There is nothing in the Quran or hadith that say one must wear jilbab. Some people have issues with American style clothing which is wrong. It's as if your supposed to shed anything reminisent of your American identity. I'm an American Muslimah and I love my loose fitting jeans and button down tops with hijab. I am adhering to the rules of modesty and I don't need a jilbab imported from the mideast to qualify.

Anonymous said...

I've been having the hardest time with dressing, too. Ok, so after Ramadan, all my jeans are 2 sizes too big, so they don't show anything anymore -- but now they slip down and I can't bend right for sujud.
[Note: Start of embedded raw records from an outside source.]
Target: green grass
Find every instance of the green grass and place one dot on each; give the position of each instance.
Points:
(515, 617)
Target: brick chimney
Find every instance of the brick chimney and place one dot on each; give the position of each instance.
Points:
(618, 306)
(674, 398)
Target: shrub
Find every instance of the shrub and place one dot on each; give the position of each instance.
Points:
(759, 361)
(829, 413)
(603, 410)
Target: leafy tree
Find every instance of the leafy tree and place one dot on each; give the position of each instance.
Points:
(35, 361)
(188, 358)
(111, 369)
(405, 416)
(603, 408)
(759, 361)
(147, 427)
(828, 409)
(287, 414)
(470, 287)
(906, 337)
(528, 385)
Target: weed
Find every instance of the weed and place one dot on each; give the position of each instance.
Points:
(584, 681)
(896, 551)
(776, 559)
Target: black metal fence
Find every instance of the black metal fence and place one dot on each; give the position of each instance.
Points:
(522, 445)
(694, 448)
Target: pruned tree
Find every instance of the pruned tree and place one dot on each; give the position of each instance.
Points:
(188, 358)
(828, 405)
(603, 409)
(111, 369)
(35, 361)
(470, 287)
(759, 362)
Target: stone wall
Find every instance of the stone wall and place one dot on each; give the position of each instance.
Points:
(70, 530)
Funny -- six months ago, I was out looking for clothes to show off my butt and cleavage because I wanted to look good. Now, I am looking for just the opposite. Funny how the same stores couldn't satisfy either effort.

The thrift store has been my saving grace -- second-hand floor-length skirts are out there and I found 2 of them.

What I don't understand, is that in Catholic Churches, there are always groups of old ladies who sew things for the church to sell to raise money for various events and charities. Usually, they sew tacky things like vacuume cleaner covers that look like Raggedy Ann (not in hijab), but if you ask them, they can sew almost anything. Aren't there old ladies in the masjid that sew? Would be "sew" nice if they could be convinced to make jilbab.

Anonymous said...

Maa shaa'Allah. Keep up the good work. Jilbaab is a part of our identity.
There is no choice over whether we can or cant wear the Jilbaab. It has been mentioned in the Qur'aan. Pls have a look at the following link:

may Allaah increase us all in more and more knowledge and implementation. aameen

Lubana said...

Assalamu Alaikum Sister Amy,

I enjoy reading your blogging. I think it's amazing how you're trying to wear jilbab and it's not as easy as some would say. It can be difficult for us to go from wearing jeans to dresses lol (especially if you were a tomboy like me). So a slow transition is a good idea. I started to wear long shirts with jeans at first. Then I wore blazers with long skirts (cuz of my job) then I started to wear dresses with blazers and now I wear abaya's with blazers and it looks quite elegant and chic.If you're choosing abaya or jilbab I recommend Abaya since it comes with a matching shayla (hijab but longer). But it can be difficult to wear that in Canada or America. Too much stereotype against a black only garment, so accent it with a blazer. As for the finances, ya it can be hard, but it's good to slowly build your wardrobe. I hope you continue to write amazing posts. BTW Allah sees your heart so no worries. Like sister Taiyyaba said "I'm with you!"

Lubana said...

Assalamu Alaikum Sister Amy,

I enjoy reading your blog. I think it's amazing how you're trying to wear jilbab and it's not as easy as some would say. It can be difficult for us to go from wearing jeans to dresses lol (especially if you were a tomboy like me). So a slow transition is a good idea. I started to wear long shirts with jeans at first. Then I wore blazers with long skirts (cuz of my job) then I started to wear dresses with blazers and now I wear abaya's with blazers and it looks quite elegant and chic. If you're choosing abaya or jilbab I recommend Abaya since it comes with a matching shayla (hijab but longer). But it can be difficult to wear that in Canada or America. Too much stereotype against a black only garment, so accent it with a blazer. As for the finances, ya it can be hard, but it's good to slowly build your wardrobe. BTW Allah sees your heart so no worries. Like sister Taiyyaba said "I'm with you!"